Die Gruppen um Renate Künast und Katrin Helling-Plahr hatten zunächst zwei verschiedene Vorschläge eingebracht, die sie dann zusammengeführt haben. Die Gruppen habe eine Grundhaltung geeint, das Recht auf selbstbestimmtes Sterben, gesetzlich zu verankern, so Helling-Plahr. Künast sagte, man sei sich zudem einig gewesen, dass es keine strafrechtliche Regelung zur Suizidassistenz geben soll. Im Gesetzentwurf hieß es: "Jeder darf einem anderen, der aus autonom gebildetem, freiem Willen sein Leben eigenhändig beenden möchte, auf dessen Wunsch Hilfe zur Selbsttötung leisten und ihn bis zum Eintritt des Todes begleiten."

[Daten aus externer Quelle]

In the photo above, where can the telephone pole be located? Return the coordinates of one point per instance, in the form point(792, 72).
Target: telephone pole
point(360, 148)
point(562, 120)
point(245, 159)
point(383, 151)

Ein "psychatrisches Gutachten", wie es im Entwurf von der Gruppe Castellucci enthalten war, lehnten die Parlamentarier ab. Die Abgeordneten wollten Sterbewilligen den Zugang zu tödlich wirkenden Medikamenten ermöglichen, wenn sie zuvor eine Beratung in Anspruch genommen haben.
Ein bundesweites Netz staatlich anerkannter Beratungsstellen sollte geschaffen werden. Die Einrichtungen würden nur staatlich anerkannt, wenn sichergestellt sei, dass ein wirtschaftliches Interesse an der Durchführung ausgeschlossen sei. In besonderen Härtefällen hätte ein Arzt - unter Einbeziehung eines weiteren Arztes - ein Mittel auch ohne Beratung verschreiben dürfen.